When I got home that night, I noticed the smiling jack-o-lantern in my front yard was crushed. If he had legs, I thought, he’d be pacing back and forth, talking to himself, trying to deal with his anxiety. I did that all the time, after all, and there’s absolutely no reason why a carved pumpkin wouldn’t want do to the same.
Anxiety usually starts small, barely noticeable. A worrisome sticky thought, a slight tightness in your chest, a feeling that something is not right. But it grows quickly, and in a matter of hours, if not minutes, you find yourself unable to concentrate on anything but that thought. The world fades, leaving you alone with your anxiety that is, by then, bigger and more powerful than anything you have ever seen. That’s when I usually start pacing.
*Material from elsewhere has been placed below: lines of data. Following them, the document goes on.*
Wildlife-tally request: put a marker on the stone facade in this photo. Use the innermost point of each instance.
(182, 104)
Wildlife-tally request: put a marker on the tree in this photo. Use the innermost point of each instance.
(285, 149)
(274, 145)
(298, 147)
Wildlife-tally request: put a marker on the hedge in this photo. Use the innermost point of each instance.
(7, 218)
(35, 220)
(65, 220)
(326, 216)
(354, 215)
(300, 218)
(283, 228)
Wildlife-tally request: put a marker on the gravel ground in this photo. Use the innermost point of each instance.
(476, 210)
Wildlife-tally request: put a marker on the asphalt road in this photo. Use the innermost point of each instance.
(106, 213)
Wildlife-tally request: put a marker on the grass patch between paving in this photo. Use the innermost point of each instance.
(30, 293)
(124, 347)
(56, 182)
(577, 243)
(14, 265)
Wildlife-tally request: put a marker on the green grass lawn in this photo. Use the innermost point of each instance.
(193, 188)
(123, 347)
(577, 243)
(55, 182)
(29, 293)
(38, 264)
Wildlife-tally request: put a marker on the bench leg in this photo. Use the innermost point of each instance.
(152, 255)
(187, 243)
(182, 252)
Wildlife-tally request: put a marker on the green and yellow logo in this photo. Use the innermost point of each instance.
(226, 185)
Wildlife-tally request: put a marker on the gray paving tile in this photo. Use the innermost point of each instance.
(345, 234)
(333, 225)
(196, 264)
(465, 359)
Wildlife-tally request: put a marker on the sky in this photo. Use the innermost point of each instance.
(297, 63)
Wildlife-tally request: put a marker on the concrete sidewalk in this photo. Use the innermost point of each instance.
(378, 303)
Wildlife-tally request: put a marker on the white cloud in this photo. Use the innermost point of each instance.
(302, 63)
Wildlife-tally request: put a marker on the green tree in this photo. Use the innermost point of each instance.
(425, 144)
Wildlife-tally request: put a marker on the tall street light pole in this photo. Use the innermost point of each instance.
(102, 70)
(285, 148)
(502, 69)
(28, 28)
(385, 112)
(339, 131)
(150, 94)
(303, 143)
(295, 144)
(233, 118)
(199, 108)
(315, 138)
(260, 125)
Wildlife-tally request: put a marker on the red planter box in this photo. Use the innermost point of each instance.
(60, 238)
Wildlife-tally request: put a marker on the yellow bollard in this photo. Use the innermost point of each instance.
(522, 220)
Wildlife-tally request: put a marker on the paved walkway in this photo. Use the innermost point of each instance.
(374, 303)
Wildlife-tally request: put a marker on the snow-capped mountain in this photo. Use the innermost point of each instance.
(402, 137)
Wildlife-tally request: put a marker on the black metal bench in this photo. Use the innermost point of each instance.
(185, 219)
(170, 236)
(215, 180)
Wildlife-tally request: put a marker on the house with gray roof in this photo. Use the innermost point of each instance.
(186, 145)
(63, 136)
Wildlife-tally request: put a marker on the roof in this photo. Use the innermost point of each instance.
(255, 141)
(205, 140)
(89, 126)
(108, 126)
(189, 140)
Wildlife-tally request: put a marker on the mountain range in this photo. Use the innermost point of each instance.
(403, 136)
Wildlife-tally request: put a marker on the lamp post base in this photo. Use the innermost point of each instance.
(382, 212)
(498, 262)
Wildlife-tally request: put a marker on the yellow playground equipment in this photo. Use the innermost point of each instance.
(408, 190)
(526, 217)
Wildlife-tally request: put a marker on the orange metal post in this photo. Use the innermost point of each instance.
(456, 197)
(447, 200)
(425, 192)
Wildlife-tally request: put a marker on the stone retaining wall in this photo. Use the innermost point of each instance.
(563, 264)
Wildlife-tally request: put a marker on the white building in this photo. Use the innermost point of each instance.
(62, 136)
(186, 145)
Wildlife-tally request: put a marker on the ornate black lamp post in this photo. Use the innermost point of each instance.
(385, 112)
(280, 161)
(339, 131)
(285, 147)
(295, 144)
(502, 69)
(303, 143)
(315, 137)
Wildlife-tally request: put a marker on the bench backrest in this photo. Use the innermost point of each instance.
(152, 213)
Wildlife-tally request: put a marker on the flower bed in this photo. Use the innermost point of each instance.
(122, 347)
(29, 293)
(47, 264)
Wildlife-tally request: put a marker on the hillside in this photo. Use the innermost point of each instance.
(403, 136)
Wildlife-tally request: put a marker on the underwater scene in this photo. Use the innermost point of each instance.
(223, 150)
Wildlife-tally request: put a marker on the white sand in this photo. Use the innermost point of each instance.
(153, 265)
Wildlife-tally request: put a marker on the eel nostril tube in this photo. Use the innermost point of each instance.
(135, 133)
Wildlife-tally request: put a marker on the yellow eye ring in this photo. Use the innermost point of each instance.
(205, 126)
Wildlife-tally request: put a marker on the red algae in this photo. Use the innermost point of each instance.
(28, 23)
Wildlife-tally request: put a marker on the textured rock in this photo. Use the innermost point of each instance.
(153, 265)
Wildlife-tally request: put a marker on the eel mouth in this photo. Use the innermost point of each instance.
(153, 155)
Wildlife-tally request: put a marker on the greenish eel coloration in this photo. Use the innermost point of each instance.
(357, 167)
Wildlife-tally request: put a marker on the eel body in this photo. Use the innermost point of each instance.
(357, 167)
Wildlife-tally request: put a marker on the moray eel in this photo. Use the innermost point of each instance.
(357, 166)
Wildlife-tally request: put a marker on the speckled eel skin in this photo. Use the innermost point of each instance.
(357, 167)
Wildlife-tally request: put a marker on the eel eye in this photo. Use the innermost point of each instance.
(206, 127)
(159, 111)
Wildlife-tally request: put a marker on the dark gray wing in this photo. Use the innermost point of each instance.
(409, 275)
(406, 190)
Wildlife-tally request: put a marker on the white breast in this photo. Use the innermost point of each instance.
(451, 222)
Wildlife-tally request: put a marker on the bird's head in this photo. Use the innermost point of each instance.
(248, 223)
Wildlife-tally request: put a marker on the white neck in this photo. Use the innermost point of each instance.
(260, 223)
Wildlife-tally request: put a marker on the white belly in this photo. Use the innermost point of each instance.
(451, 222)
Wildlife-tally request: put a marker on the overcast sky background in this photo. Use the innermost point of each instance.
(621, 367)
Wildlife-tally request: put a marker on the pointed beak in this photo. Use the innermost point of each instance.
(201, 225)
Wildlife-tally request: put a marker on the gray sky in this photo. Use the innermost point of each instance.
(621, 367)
Alas, my jack-o-lantern was just a poorly carved pumpkin, with no legs, so pacing was out of the question. But why was he so crushed? Did he suddenly realize he was a pumpkin? Or that he had just a few days left before retiring into a compost bin behind the house? Did he tap into the temporal nature of life and did it bring him that overwhelming feeling of liberation and fear? While pondering those thoughts I realized that the biggest question was more practical. How did a hollow pumpkin with no legs managed to get out of the kitchen and into my front yard?
I was one hundred percent sure I left it in the kitchen before going to bed the night before. I did the dishes. I flossed. While I was brushing my teeth, my mind wondered about all the ways my life could go terribly wrong. Then I set my alarm to 6AM and retired to bed. But what happened next? I suddenly realized I didn’t remember why I was standing in my front yard in the first place. Did I go to work? What day was it? I didn’t even remember having a front yard!
I opened my eyes. It was still dark outside. My cat was sleeping. I looked at the clock. It was 5:58 in the morning. My chest felt a tiny bit tight and there was this feeling that something wasn’t right.